There Is Room For Trump Voters To Resist: It Is Time To Move Beyond Buyers’ Remorse

Huffington Post, by Isaac Wright, 2.1.17

Resisting the direction of President Donald Trump and his administration is more than a partisan issue. That effort must be treated as such by those who join at the table in steadfast resistance and heartfelt devotion to the American ideals of peace, prosperity, fairness-under-the-law, equality, and democracy.

This is an important message for anyone who may have voted for Trump and now regrets it. Perhaps you believed all of his rhetoric was just bluster. It would not be hard to be so jaded by politics and politicians that you supported someone because you assumed he would never actually do the things he said. After all, if cynicism led you to the belief that all politicians lie, then it was easy to take comfort in believing that Trump was surely lying with the most outrageous of his campaign promises to ban people of certain religions, to shred the burden of constitutional principles he disagreed with or found inconvenient, and the like.

But that wasn’t the case. His first weeks in office prove Trump meant every word of his rhetoric. It is time to move beyond buyers’ remorse. It is time to take action.

One needs to look no further than Trump’s immigration ban to see the choice ahead for every American. Now is the time to decide between the ideals of the first inhabitant of the Office of President and the 45th inhabitant of that office:

“The bosom of America is open to receive not only the opulent and respected stranger, but the oppressed and persecuted of all nations and religions; whom we shall welcome to a participation of all our rights and privileges...” - George Washington

“I hereby suspend entry into the United States, as immigrants and nonimmigrants, of such persons...” - President Donald Trump, Executive Order, January 27, 2017

“Donald J. Trump is calling for a complete and total shutdown of Muslims entering the United States.” - Donald Trump, public statement, December 7, 2015

If you have come to regret the decision of voting for Trump, please hear this: you can still make a difference. You are needed. Stand with people in support of the Constitution, in support of the concept of this nation, and in support of this grand experiment that is our democracy. Stand up and be counted. 

Join with other Americans who want to preserve that which President Ronald Reagan once called a “shining city on a hill.”

Stand up and embrace the words of President John F. Kennedy who said, “Let us not seek the Republican answer or the Democratic answer, but the right answer. Let us not seek to fix the blame for the past. Let us accept our own responsibility for the future.”

The responsibility of the future is a heavy weight to bear in uncertain times. Indeed, these are uncertain times for refugees who flee oppression seeking the hope and promise of the American concept. These are uncertain times for those who fought with Americans against evil in their own homelands and are now by executive order separated from the nation to which they showed devotion. These are uncertain times for those separated from loved ones by policies driven by fear, contempt, and prejudice.

For all of these people and for future generations of our nation and our world, now is the time to bear the solemn burden of the future and embrace the struggle of democracy that comes with it.

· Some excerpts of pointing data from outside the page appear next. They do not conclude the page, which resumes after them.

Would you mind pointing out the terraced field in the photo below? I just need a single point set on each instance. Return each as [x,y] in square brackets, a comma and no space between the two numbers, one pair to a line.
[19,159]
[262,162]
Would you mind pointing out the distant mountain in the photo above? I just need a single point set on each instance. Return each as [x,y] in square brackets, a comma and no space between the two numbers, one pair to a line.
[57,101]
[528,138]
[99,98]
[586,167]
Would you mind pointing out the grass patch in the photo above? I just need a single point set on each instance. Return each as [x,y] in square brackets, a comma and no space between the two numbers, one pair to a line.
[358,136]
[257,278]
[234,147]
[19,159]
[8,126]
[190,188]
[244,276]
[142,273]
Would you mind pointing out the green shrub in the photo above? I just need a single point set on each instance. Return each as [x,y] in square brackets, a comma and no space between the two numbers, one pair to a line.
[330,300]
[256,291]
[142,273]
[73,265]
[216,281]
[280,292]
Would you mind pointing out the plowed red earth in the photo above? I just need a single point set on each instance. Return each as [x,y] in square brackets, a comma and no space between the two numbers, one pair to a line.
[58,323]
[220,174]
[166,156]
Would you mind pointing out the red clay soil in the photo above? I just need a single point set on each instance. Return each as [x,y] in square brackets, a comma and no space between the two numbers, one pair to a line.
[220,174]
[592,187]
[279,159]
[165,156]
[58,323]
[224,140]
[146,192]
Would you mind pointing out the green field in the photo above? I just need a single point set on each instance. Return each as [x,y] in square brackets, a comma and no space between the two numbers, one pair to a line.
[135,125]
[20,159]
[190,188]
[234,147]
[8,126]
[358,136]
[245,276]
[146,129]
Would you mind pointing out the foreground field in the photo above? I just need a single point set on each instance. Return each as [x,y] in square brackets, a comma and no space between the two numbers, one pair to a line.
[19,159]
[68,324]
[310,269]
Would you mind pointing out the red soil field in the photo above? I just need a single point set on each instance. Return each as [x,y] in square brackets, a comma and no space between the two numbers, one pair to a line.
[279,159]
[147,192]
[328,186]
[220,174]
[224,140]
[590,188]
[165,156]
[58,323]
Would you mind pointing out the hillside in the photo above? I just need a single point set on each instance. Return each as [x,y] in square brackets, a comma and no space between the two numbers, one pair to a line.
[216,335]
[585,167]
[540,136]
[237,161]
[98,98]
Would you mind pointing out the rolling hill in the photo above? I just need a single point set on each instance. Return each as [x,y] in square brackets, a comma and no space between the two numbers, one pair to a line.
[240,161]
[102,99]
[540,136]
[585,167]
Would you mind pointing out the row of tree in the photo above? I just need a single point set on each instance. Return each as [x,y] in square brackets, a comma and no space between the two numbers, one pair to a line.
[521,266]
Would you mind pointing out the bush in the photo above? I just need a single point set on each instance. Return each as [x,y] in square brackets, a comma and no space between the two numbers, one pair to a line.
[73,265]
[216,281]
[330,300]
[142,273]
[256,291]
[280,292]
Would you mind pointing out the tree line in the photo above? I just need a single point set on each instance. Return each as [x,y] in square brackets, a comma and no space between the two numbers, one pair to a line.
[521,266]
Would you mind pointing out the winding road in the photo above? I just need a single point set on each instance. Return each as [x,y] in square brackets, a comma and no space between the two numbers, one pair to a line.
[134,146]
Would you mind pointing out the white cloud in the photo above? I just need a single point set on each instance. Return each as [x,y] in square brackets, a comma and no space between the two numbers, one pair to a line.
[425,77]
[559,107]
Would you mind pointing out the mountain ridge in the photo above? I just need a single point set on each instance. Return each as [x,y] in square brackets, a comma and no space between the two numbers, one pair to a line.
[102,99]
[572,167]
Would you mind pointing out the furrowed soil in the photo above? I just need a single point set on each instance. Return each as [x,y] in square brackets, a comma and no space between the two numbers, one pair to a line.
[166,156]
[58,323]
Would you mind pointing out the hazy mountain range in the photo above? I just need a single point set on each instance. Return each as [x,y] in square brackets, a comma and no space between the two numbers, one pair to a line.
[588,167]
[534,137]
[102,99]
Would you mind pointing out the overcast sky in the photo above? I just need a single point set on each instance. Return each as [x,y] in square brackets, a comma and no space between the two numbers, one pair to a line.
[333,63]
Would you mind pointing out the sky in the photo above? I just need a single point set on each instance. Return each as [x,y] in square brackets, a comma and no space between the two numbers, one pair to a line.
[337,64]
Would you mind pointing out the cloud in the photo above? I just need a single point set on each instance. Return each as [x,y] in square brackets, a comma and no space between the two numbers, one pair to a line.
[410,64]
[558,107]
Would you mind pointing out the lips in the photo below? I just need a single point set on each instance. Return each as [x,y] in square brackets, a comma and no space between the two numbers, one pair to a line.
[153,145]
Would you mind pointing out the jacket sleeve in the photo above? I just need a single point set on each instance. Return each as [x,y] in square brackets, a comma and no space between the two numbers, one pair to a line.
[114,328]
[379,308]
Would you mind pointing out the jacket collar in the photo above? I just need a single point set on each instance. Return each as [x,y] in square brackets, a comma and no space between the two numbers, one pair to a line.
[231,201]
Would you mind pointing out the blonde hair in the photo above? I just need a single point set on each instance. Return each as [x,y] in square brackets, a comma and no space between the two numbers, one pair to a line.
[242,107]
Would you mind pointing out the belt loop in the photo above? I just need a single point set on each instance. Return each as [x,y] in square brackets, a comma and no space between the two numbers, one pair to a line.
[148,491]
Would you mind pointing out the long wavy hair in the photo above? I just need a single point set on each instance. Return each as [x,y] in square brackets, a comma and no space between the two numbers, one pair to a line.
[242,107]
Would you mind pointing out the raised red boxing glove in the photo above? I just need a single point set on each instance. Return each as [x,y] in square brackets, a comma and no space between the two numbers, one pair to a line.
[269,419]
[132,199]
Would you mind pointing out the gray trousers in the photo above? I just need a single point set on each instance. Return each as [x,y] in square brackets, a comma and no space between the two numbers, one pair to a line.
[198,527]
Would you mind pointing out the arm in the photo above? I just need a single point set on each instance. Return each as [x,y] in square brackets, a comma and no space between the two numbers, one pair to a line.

Stand up. Speak out. Raise your voice. Resist. Register people to vote. Run for office. Run for office in a political party and make it what it should be.

To those of you who have been standing against the threat of Donald Trump and standing against his rhetoric for months, or even years, quit saying “I told you so” and redouble your efforts. Being right in the past doesn’t relieve you of your responsibility for the future. Do not be bitter about the past or the losses it bore. Instead be hopeful for the future and steadfast in the fight on which that future depends.

Those willing to stand against the threat of Trump must be willing to work together without the luxury of ideological purity tests, of re-litigating past primary fights, or of rehashing old divides that risk new ones. Perhaps we disagree on how best to make the economy work for everyone, but we agree it should work for everyone. Perhaps we disagree on how to best vet refugees seeking asylum from persecution. But we agree that seeking asylum from persecution was a principle of this country from our first President until today and it should remain tomorrow.